In the current issue of “Advances in Interventional Cardiology”, Kivrak et al. reference our article “Predictors of periprocedural myocardial infarction after rotational atherectomy”, where we identified the prevalence and key predictors of periprocedural myocardial infarction (MI) [1, 2].
The authors suggest that patients with coronary artery bypass grafting (CABG) are expected to have a higher SYNTAX score. However, in our study we did not identify significant differences in SYNTAX scores between CABG and non-CABG groups (16 (10–25) vs. 16 (10–23); p = 0.77), which is consistent with previous studies [3].
According to the protective distal filters mentioned by Kivrak et al., we did not use such devices in our study. Rotational atherectomy (RA) requires a dedicated guidewire to which only the burr can be attached. Although protective filters may reduce the risk of distal embolization, they cannot be used during the RA procedure.
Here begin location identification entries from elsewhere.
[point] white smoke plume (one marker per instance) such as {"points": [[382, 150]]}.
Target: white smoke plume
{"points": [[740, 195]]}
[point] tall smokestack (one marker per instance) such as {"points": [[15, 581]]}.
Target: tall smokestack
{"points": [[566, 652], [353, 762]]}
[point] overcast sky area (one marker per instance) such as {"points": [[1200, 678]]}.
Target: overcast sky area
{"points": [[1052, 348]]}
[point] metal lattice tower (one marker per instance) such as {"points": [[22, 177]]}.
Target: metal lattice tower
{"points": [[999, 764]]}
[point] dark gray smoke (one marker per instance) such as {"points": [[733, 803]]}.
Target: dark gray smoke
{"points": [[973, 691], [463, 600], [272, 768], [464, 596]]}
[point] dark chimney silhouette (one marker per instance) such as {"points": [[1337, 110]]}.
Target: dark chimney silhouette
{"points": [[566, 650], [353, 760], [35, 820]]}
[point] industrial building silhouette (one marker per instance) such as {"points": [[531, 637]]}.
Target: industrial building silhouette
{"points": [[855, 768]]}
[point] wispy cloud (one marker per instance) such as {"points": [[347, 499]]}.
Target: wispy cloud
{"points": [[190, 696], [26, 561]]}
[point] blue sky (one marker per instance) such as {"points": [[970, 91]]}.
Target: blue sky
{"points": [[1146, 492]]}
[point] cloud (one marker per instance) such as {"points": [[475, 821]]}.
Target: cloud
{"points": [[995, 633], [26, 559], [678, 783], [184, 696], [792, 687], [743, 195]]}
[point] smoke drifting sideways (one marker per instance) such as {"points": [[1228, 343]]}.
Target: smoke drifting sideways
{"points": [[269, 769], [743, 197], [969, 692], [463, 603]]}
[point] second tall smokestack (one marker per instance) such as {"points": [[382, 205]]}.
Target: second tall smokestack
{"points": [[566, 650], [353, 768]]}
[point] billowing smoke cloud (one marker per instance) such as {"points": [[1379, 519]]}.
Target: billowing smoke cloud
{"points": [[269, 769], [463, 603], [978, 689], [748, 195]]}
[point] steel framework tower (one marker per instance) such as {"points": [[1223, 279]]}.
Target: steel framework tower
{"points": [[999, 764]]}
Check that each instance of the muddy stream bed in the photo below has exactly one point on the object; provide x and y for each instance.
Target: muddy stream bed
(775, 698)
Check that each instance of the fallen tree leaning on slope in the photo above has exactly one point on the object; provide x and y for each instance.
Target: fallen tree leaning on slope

Indeed, duration of burr passage was higher in the MI group (140 (89–166) vs. 81 (50–141) [s]; p = 0.03). However, it was not significant while performing logistic regression analysis and its impact on procedural outcome is likely to be of lesser significance. To assess the influence of the contrast medium volume on periprocedural MI it should have been evaluated before the complication occurrence. Unfortunately, we do not have such data. The total amount of the administered contrast is not valuable for assessment because periprocedural complications usually prolong the procedure duration and necessitate an increased volume of contrast medium.
In conclusion, there is no SYNTAX score difference between patients who underwent CABG and those who did not. Distal protective filters are not recommended in RA procedures. Additionally, the duration of burr passage and the volume of contrast medium do not appear to be suitable predictors of periprocedural MI after RA.